Common performance pitfalls
Because Logos aims at generating high-performance code, its matching engine
will never backtrack during a token. However, it is possible that it will have
to re-read bytes that it already read while lexing the previous token. As an
example, consider the regex "a(.*b)?". When trying to parse tokens on a file
full of a characters, the engine must read the entire file to see if there is
a b character anywhere. Properly tokenizing this pattern creates a surprising
performance of O(n^2) where n is the size of the file. Indeed, any pattern
that contains an unbounded greedy dot repetition requires reading the entire
file before returning the next token. Since this is almost never the intended
behavior, logos returns a compile time error by default when encountering
patterns containing .* and .+. If this is truly your intention, you can add
the flag allow_greedy = true to your #[regex] attribute. But first
consider whether you can instead use a non-greedy repetition, which would also
resolve the performance concern.
For reference, Logos parses regexes using the regex-syntax and
regex-automata crates, and transforms the deterministic finite automata
created by the regex-automata crate into rust code that implements the
matching state machine. Every regex is compiled with an implicit ^ anchor at
its start, since that is how a tokenizer works.

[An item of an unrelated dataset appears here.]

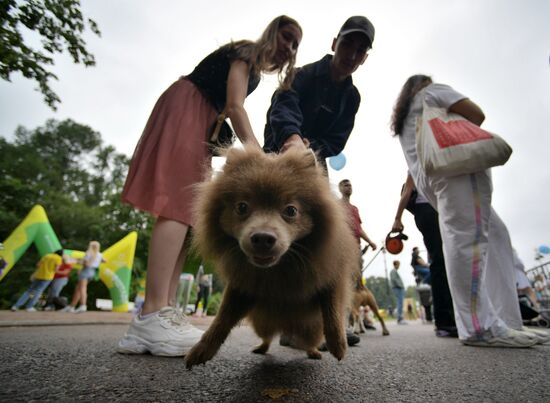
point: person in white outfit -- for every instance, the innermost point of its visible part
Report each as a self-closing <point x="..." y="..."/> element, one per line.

Additionally, note that capture groups will be silently changed to non
capturing, because Logos does not support capturing groups, only the whole
match group returned by lex.slice().
If any of these limitations are problematic, you can move more of your matching
logic into a callback, possibly using the
Lexer::bump
function.
Error semantics
The matching semantics for returning an error are as follows. An error is
generated when the lexer encounters a byte that doesn’t have an transition for
its current state. This means that this adding this byte to the currently read
byte string makes it impossible to match any defined #[regex] or
#[token]. An error token is then returned with a span up to but not
including the byte that caused the error, unless that would return an empty
span, in which case that byte is included.
This is usually a good heuristic for generating error spans because the first token that cannot match anything is likely to be the start of another valid token.
Limitations
While Logos strives to have a feature complete regex implementation, there are
some limitations. Unicode word boundaries, some lookarounds, and other advanced
features not supported by the DFA matching engine in the regex crate are not
possible to match using Logos’s generated state machine.
However, attempting to use a missing feature will result in a compile time
error. If your code compiles, the matcher behavior is exactly the same as the
regex crate.
Other issues
Logos’ support for regexes is feature complete, but errors can still exist. Some are found at compile time, and others will create wrong matches or panic.
If you ever feel like your patterns do not match the expected source slices, please check the GitHub issues. If no issue covers your problem, we encourage you to create a new issue, and document it as best as you can so that the issue can be reproduced locally.